What are you breathing?

On World Environment Day, let’s be inspired to become Earth warriors to combat the pollutants that are affecting the quality of air we breathe.

Updated - June 03, 2019 02:34 pm IST

Published - June 03, 2019 02:32 pm IST

 Illustration: Freepik

Illustration: Freepik

Take a deep breath in and breathe out slowly before you continue to read. According to the World Air Quality Report 2018, nine out of 10 people breathe polluted air. Statistically speaking, 91% of the world’s population lives in places where air quality exceeds WHO guideline limits. Among the top 30 most polluted cities, India makes up for 22.

Now, are you rethinking the deep breath you just took?

To bring about awareness on air pollution,the United Nations has dedicated this year’s World Environment Day to the theme of “Air pollution”.

World Environment Day, observed every year on June 05, is dedicated to “encouraging worldwide awareness and action to protect our environment.”

In keeping with its commitment to protect the environment, the UN launched ‘Greening the Blue’ initiative in 2010 to reduce its own carbon emissions by encouraging active participation from its staff members across the world.

Cause of concern

Air pollution and climate change are closely related. As our population increases, and we consume more and dump more waste, we are generating more greenhouse gases and air pollutants. This results in earth’s heat being trapped within the atmosphere, causing temperatures to rise, setting off a domino effect of rising sea levels, more extreme weather, poor yield of crops, and more.

Besides, air pollution also affects human health. It is known to cause respiratory infections, stroke, heart diseases, chronic obstructive pulmonary disease, and lung cancer.

Living with the problem

While tackling air pollution is a long battle, you can try to reduce its impact on you with these tips:

When playing outdoors, choose times when air pollution levels are not high. Pollution usually peaks during late morning and early evening.

If a face mask is advised where you live, consult with an expert to help choose the right one. They should filter fine particulate matter (PM2.5 and under) which is among the most harmful.

Sources of air pollution

There are several natural causes of air pollution and climate change like volcanoes, earthquakes, and dust storms. In fact, as mentioned in www.unenvironment.org, the dinosaurs may have met their end after a giant meteorite kicked up so much dust that it blocked out the sun for decades, reducing photosynthesis and preventing the growth of plants.

What we can do

As experts suggest, the only good news amid this gloom is that immediate changes to air pollution levels also have immediate effects. This means every bit of our action will have an impact on the quality of air we breathe.

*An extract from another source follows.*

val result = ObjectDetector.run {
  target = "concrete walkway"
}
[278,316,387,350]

Here are some things we can do:

Use public transport, car pool, cycle or walk to get around. Urge your parents to consider low or no emission vehicles if they can.

Minimise emissions from waste by reducing, recycling and reusing. Compost biodegradable waste; recycle and reuse items like grocery bags, and plastic containers. Reduce the amount of waste that gets sent to the landfills.

Save energy by turning off lights and electronics when not in use. If possible, replace the usual CFL bulbs with LEDs. Opt for renewable sources of energy.

Spread the word among friends and family. Speak up about the problem and how they can help.